Camilla Easter, CEO of Oxford Medical Products, added: “GLP-1 medications perform an important role in helping those with a BMI in the obese range to lose weight and reduce weight-related health risks. There is, however, a real opportunity for a new style of treatment to work in a complementary way to GLP-1s, in a format that is significantly less expensive, and with better tolerability and therefore more accessible for the majority.
“Sirona has demonstrated amazing results during testing with UK hospitals, which have now been externally peer-reviewed. Next, we are setting sights on commercial UK release plans, targeting 2027 to make Sirona available.”
Sirona is a dual-polymer hydrogel pill. That means it’s made from two types of safe materials that expand in the stomach. It doesn’t use drugs or chemicals to change how your body works.
The pill was well tolerated during the 24-week study. There were no serious adverse events. Participants lost up to 13.5% of their body weight in just 24 weeks, and individuals with class 1 obesity (BMI 30-35) lost 6.4% of their body weight on average.

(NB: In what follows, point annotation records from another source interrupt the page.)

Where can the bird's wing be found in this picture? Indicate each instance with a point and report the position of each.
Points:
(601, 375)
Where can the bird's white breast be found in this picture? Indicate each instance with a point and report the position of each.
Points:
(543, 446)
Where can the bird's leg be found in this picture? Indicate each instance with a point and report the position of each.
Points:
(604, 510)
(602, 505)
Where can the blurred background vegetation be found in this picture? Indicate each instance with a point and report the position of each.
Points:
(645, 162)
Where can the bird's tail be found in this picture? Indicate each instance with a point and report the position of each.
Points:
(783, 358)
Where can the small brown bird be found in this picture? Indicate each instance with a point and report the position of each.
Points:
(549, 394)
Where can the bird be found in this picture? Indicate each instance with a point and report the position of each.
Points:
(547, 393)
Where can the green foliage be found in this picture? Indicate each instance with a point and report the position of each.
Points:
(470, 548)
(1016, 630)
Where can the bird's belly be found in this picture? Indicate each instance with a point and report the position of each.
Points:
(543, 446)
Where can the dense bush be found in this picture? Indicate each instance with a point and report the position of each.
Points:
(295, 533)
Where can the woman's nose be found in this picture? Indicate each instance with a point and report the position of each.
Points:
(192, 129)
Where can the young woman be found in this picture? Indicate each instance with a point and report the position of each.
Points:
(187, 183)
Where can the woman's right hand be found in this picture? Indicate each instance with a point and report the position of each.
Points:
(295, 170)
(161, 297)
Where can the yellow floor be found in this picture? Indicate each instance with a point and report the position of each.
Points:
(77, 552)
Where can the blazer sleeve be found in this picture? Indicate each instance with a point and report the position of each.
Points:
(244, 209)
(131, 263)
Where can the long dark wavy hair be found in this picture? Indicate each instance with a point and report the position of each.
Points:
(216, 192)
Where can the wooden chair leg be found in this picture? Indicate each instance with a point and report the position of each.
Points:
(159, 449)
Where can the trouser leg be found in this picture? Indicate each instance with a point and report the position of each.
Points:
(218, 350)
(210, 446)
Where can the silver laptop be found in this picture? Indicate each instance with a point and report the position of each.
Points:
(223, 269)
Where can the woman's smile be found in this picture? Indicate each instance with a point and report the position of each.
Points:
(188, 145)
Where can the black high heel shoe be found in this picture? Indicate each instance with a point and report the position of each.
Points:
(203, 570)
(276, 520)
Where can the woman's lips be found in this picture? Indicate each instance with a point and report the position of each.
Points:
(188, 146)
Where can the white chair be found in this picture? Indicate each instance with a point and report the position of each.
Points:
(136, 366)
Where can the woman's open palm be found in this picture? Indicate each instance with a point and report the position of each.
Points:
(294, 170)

Importantly, no serious adverse events were reported during the trial. Sirona was well tolerated (95 percent of patients adhered to the dosing regimen at 12 weeks) and demonstrated a fantastic safety and side effect profile. This makes Sirona appropriate for patients who have struggled with adverse side effects when using GLP-1 medications.
OMP is planning a pivotal study in the UK and USA to further assess the effectiveness of Sirona and confirm these results. The novel weight loss treatment will aim for a 2027 UK commercial launch.